Professor Vajda has been studying with the few remaining speakers of the Ket language since the late 1980’s. The Ket people live in a remote, isolated part of Siberia. Even so, only about 100 of the tribe’s 1,200 members still speak Ket. Professor Vajda is helping to preserve the language by compiling grammar and vocabulary, and in the course of his work he was able to demonstrate how Ket was connected to the Na-Dene language family of the New World,which includes Tlingit, Gwichin, Denaina, Koyukon, Navajo, Carrier, Hupa, Apache and others.
Professor Vajda’s research was recently published in The Dene-Yeniseian Connection, a new book from the University of Alaska Fairbanks Department of Anthropology and Alaska Native Language Center.

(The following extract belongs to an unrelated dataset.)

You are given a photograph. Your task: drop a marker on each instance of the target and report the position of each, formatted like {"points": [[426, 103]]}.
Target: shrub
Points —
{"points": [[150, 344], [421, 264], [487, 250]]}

In an article published in the Fairbanks Daily News Miner, Professor Vajda explains why demonstrating a linguistic connection between the two continents is important:
“It’s a new way to understand human prehistory before there were historians to write it down. Isolated languages like Ket have developed features that are very unusual and interesting, and they help us to understand the human mind and human language ability. We linguists should not be the focus of attention here. What is important are the languages and especially the Native communities themselves.”
Ben Potter, another anthropologist featured in the book, explained the importance of Vajda’s work in a little bit more detail, telling the newspaper that the vast majority of Native peoples in western subarctic Canada and Alaska are Na-Dene and before Vajda’s work, there was no definitive link with any other group in the Old World.